- O primeiro-ministro Anthony Albanese descreveu Graham Richardson como “homem de muitas facetas” durante o velório em St James’ Church, em Sydney, destacando suas conquistas ambientais e na saúde Aboriginal.
- Richardson foi uma figura central como powerbroker do Labor nas décadas de oitenta e noventa, atuando nos governos Hawke e Keating.
- Como ministro do meio ambiente, ele ajudou a proteger a floresta Daintree e a reduzir o desmatamento de florestas de crescimento antigo na Tasmânia; como ministro da saúde, priorizou a saúde dos povos indígenas.
- O funeral estadual gerou controvérsia: Geoffrey Watson classificou a decisão de conceder funeral de estado como “absolutamente dreadful” e questionou o legado do político.
- Participaram políticos de ambos os lados, ex-primeiros ministros, figuras da mídia e familiares; Richarson teve trajetória marcada por acertos, controvérsias e atuação como comentarista na Sky News.

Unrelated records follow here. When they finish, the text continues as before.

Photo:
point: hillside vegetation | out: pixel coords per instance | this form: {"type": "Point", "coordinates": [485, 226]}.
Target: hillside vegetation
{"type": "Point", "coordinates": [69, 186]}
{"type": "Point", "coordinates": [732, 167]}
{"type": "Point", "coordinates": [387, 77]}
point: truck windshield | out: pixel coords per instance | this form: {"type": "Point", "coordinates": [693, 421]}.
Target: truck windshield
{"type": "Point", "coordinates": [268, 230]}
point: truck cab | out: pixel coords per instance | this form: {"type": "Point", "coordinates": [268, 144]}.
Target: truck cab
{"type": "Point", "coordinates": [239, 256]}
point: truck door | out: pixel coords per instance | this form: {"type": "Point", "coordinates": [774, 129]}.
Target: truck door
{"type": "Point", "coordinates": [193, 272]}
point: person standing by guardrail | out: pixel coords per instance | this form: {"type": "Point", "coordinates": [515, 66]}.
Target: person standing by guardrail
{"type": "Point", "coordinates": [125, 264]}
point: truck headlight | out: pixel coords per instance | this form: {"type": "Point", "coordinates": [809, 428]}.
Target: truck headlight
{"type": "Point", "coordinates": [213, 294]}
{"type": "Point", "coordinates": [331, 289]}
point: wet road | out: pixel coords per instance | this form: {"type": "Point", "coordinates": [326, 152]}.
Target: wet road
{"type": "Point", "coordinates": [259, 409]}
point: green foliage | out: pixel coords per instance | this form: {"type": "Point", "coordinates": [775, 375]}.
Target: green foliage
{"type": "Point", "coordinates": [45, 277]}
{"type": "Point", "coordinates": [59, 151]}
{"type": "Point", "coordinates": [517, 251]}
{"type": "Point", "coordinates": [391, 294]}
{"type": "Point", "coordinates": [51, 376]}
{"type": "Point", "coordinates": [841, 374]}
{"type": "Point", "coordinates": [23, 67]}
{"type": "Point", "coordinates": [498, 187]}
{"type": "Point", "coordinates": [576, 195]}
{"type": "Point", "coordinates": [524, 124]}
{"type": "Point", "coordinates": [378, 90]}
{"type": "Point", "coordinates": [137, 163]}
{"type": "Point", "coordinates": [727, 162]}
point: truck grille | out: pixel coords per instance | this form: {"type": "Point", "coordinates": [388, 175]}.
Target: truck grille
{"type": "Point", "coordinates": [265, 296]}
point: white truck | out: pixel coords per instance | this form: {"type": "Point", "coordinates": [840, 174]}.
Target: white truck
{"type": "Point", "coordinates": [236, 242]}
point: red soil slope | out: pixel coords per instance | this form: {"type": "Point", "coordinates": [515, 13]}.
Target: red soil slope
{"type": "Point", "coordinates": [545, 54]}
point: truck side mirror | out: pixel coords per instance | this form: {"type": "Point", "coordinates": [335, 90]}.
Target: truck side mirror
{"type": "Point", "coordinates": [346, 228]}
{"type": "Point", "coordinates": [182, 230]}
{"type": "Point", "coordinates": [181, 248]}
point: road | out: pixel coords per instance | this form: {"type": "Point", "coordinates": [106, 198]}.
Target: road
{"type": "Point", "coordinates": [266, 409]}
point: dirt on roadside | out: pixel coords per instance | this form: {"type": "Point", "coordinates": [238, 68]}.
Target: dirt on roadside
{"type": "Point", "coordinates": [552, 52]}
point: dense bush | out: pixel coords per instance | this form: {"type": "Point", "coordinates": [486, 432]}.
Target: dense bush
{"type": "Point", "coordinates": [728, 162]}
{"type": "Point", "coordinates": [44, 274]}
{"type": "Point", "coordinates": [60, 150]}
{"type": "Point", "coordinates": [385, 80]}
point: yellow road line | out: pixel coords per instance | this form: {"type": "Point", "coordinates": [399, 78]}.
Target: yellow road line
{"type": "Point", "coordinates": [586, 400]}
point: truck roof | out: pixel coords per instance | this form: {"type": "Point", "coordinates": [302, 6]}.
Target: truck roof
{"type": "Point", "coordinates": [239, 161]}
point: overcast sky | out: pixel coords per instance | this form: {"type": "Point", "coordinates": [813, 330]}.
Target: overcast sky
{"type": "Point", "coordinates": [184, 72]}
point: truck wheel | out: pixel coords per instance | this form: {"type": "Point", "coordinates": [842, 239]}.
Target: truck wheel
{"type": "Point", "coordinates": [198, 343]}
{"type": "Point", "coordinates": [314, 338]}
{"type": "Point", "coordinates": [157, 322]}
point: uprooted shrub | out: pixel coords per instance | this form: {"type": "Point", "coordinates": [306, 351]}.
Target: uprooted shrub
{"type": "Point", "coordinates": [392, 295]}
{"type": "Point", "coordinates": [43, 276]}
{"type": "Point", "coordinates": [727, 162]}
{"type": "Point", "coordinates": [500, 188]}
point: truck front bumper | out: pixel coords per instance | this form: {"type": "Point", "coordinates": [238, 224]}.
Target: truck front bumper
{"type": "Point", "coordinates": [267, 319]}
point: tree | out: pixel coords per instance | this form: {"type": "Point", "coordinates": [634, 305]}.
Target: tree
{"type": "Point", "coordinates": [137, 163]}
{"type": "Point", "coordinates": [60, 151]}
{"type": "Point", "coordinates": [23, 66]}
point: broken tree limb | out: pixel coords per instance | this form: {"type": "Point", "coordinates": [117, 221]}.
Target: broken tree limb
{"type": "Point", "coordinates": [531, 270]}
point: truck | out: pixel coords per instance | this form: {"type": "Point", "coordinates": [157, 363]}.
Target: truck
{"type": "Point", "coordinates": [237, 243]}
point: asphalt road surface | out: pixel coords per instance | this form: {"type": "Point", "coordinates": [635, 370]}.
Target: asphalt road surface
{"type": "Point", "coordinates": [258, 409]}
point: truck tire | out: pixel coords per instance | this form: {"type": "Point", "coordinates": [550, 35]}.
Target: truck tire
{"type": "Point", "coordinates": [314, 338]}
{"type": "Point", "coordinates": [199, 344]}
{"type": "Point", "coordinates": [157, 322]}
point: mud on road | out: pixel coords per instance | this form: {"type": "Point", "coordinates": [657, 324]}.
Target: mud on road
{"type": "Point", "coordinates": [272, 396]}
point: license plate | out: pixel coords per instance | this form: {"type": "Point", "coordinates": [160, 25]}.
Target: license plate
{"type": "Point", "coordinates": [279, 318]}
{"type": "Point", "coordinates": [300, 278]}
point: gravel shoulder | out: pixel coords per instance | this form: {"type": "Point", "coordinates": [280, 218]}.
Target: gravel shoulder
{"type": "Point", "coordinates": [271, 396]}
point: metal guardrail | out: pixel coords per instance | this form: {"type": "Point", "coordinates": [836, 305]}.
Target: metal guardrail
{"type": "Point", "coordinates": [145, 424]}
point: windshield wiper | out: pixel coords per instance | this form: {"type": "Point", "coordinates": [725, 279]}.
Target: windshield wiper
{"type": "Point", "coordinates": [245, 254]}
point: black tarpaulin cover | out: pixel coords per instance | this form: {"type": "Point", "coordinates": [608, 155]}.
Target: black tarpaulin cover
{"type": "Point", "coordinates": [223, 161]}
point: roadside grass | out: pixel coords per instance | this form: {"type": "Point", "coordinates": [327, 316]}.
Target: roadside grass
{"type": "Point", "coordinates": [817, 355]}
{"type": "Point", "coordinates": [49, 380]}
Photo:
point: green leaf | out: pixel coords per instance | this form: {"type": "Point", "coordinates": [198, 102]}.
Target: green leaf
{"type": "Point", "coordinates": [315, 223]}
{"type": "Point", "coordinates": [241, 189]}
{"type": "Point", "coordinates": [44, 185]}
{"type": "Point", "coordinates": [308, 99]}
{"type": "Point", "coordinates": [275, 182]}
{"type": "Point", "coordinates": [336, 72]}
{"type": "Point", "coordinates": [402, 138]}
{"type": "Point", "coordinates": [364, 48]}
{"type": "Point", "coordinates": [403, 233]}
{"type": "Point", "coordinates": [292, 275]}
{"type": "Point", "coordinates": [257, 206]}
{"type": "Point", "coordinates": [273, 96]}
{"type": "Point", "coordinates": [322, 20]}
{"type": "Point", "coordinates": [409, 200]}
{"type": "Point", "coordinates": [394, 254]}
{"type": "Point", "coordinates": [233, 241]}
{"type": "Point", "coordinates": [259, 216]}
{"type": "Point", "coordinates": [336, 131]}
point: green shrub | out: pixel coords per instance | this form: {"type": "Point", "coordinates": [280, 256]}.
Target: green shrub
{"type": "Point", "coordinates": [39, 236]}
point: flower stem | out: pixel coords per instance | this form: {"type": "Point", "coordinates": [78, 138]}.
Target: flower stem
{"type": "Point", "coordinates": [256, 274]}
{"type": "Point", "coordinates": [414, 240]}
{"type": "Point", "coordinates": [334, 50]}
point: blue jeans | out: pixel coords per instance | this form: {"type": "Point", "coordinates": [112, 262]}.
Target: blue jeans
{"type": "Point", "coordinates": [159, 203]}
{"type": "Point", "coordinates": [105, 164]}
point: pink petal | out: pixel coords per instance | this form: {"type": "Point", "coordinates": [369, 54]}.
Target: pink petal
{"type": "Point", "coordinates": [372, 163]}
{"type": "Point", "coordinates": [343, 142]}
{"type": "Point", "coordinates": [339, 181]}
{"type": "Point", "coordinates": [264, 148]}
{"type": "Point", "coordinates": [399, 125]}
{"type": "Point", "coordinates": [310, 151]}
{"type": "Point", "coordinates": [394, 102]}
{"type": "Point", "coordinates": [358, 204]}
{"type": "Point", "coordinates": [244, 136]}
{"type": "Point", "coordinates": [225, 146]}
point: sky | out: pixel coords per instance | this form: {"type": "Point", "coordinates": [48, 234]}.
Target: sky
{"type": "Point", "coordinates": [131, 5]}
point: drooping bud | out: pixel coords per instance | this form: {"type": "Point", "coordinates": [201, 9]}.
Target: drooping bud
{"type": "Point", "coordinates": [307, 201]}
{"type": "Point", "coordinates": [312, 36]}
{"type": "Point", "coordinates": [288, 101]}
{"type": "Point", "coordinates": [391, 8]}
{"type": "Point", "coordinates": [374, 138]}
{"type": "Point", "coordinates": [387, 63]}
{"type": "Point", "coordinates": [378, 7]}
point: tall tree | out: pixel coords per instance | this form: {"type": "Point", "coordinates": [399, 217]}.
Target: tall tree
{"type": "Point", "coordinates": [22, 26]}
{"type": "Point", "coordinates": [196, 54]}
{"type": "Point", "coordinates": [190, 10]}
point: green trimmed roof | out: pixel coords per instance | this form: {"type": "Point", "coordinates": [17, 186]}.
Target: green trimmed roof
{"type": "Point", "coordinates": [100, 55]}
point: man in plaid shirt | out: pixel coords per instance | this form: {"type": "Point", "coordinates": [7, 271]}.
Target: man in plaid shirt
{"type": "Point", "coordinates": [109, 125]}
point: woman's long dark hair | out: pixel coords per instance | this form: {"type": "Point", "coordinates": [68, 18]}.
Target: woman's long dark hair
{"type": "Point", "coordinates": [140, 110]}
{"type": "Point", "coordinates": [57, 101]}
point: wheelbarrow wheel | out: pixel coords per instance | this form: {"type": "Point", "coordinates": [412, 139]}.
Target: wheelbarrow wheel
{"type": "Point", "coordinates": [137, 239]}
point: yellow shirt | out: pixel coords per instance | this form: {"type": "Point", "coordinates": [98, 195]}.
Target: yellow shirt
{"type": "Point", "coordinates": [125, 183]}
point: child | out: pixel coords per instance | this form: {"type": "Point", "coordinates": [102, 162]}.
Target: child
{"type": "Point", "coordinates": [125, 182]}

Graham Richardson, influente operador político do Labor, foi homenageado em funeral estadual realizado em Sydney nesta semana. O ex-senador e ex-ministro apareceu como figura central de debates internos do partido, reconhecido por habilidades de negociação, raízes operárias e atuação em temas ambientais e de saúde Aboriginal.
O premier Anthony Albanese conduziu o velório, em St James’ Church, destacando Richardson como homem de várias facetas. O evento reuniu figuras de ambos os lados do espectro político, além de personalidades da mídia e familiares, em uma cerimônia que misturou elogios e lembranças de controvérsias passadas.
Albanese enfatizou as conquistas ambientais de Richardson, como a proteção da Daintree e a limitação do manejo de florestas de old growth na Tasmânia, bem como seu foco na saúde Aboriginal quando foi ministro da Saúde. O primeiro-ministro ressaltou ainda a importância de seu instinto político e de sua trajetória de origem operária.
Entre os presentes, houve tributos de ex-coalizão e de colegas de governo, incluindo o ex-primeiro-ministro Tony Abbott. Also participaram membros do parlamento e figuras da imprensa, refletindo a atuação posterior de Richardson como comentarista e apresentador de TV. A viúva Amanda agradeceu à igreja pela realização da cerimônia após divergências com outra instituição religiosa.
O funeral estadual suscitou críticas, como as de Geoffrey Watson, que chamou a decisão de inadequada e associou Richardson a denúncias de corrupção em momentos diferentes. Watson citou episódios de 1992, que levaram à saída temporária do Ministério, embora a narrativa oficial tenha destacado o legado político do homenageado.
Diante da diversidade de lembranças, participantes destacaram a habilidade de Richardson em transitar entre círculos diversos e manter o humor característico. Em memória do falecido, houve menção ao livro Whatever It Takes e à longa atuação pública que marcou a vida de Richardson, desde secretário-geral no nível estadual até figura-chave em Canberra.